Sendikamızın, amacında da belirtildiği gibi Devletin Ülkesi ve Milleti ile bölünmez bütünlüğünün yaşatılması doğrultusunda hizmet etmeyi gaye edindiğinden, ülkemizin siyasi ve sosyal dertlerinden soyutlamamız mümkün değildir.Ülkemiz yöneticileri bir kimlik bunalımına girmiş olup kendilerine Türküm diyemiyorlar. Fırat' ın öbür tarafı tartışması yapılıyor. Fırat' ın öbür tarafı da, bu tarafı da bizimdir.

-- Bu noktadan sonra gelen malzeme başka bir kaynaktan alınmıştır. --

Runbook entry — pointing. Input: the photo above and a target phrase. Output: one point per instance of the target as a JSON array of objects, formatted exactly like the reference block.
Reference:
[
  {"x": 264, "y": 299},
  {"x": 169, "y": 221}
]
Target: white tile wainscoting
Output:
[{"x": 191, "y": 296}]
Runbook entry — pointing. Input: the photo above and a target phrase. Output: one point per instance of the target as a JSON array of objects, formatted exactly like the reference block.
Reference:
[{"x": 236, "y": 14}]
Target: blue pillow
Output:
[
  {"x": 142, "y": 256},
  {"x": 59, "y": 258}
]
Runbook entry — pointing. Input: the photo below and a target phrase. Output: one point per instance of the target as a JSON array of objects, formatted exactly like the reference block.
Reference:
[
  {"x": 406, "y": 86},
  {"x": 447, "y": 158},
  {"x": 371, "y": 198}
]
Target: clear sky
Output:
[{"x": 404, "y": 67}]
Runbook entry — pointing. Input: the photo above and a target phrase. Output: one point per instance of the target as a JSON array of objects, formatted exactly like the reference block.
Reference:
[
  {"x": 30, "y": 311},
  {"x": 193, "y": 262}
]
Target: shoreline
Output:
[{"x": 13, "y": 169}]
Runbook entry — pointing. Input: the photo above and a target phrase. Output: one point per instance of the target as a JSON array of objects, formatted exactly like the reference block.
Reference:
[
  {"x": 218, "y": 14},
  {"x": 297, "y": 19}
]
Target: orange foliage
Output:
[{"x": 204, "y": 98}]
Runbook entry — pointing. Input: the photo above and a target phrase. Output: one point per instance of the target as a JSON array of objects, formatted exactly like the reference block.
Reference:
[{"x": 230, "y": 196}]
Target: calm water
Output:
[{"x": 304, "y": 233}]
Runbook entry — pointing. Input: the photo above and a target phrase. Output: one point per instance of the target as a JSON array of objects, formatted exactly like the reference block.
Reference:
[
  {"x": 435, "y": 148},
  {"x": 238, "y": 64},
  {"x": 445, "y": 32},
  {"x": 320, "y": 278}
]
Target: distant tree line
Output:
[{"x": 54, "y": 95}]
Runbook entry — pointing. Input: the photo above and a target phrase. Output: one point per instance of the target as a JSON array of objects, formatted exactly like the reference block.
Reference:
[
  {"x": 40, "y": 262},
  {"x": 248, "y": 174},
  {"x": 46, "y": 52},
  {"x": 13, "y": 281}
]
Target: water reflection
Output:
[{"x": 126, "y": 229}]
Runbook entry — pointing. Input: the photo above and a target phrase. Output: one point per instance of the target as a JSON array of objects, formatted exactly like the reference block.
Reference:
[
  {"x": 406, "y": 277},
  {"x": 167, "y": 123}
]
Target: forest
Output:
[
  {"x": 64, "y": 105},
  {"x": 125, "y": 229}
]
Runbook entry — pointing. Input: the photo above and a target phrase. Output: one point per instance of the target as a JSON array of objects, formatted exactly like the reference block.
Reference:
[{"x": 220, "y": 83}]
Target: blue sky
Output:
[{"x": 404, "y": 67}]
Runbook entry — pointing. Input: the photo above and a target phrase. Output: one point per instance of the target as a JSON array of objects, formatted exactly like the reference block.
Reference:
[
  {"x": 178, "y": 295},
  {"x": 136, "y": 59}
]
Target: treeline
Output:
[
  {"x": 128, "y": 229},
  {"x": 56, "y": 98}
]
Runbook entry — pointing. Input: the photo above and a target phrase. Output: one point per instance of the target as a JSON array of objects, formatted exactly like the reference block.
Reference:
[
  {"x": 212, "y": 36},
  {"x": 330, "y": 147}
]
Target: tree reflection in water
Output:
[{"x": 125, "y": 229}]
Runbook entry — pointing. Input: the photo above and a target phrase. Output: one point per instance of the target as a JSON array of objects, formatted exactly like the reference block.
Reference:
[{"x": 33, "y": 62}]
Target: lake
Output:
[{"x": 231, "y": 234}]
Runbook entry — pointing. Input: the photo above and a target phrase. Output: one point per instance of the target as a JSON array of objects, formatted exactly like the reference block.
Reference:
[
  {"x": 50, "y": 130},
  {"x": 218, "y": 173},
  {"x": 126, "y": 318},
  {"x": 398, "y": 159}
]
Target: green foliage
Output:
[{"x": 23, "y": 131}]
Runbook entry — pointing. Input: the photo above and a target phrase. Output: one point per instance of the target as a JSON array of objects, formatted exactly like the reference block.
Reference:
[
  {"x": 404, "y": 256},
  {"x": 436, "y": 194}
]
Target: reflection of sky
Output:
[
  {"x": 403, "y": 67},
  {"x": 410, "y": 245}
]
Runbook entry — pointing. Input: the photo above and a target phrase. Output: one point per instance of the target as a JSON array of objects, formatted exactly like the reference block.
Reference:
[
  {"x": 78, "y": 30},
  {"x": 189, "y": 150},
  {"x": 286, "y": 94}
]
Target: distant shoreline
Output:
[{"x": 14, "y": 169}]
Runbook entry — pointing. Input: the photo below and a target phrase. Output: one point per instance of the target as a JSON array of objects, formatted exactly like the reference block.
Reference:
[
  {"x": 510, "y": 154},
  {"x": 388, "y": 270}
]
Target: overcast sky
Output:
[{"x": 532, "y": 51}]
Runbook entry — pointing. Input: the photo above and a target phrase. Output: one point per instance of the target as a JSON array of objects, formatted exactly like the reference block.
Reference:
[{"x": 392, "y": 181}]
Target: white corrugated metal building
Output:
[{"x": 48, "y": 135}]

Ülkemiz de ne kadar sadece temel taşı kalmış eski kilise, sinagog, havra varsa onlar tamir ettiriliyor. Eski eserler o milletin toprağındaki kendi mührüdür. Van' da bulunan Akdamar Adasındaki 1080 yıllık kilise 3,5 trilyona tamir ettiriliyor, sanki orası Ermeni toprağı gibi onlara peşkeş çekiliyor. Adamlar bir de ayin yapmak istiyor. Halbuki aynı kilisenin 300-400 metre ilerisindeki 9 bin yıllık Ön Türk Yazıtları iklim şartları altında yok olmaya bırakılmıştır. Kiliseye harcanan paranın onda biri ile o yazıtlar bugünkü Türkçeye çevirtilip orası ören yeri haline getirilir. Oraya Türk damgası vurulurdu. Halbuki bilerek veya bilmeyerek ülkemizde Türk damgaları yok edilip, Hıristiyan damgaları vurdurulmak istenmektedir.
İstanbul Balat'ta Patrikhane çevresindeki evler pazarlıksız 250 milyara Rumca, İngilizce ve Fransızca konuşan yabancılar tarafından satın alınıyor. Hedef sur içini 2. nci Vatikan yapmak, vaziyete kimse dur demiyor? Türkler güvenlik diye yasaklanan Patrikhane çevresi Avrupa'dan gelen cebi para dolu alıcılara serbest.Atalarımızın binlerce yıl önce gerçekleştirdikleri medeniyetlerin bir yenisini gerçekleştirmek için, Cumhuriyetimizin 100. yılı size işaret olarak verilmiştir. Ülkemizi Dünyamızın en ileri teknolojilerine sahip gelişmiş en medeni ülkesi yapmak için zaman hızla ilerliyor, bu gün dünden, yarın bu günden daha fazla çalışarak, ülkemizi dünyanın en ileri ülkelerinden biri yapmak için gayret göstermeliyiz. Hedef 100. yıl 2023 tür. Hepinize şimdiden başarılar diliyorum."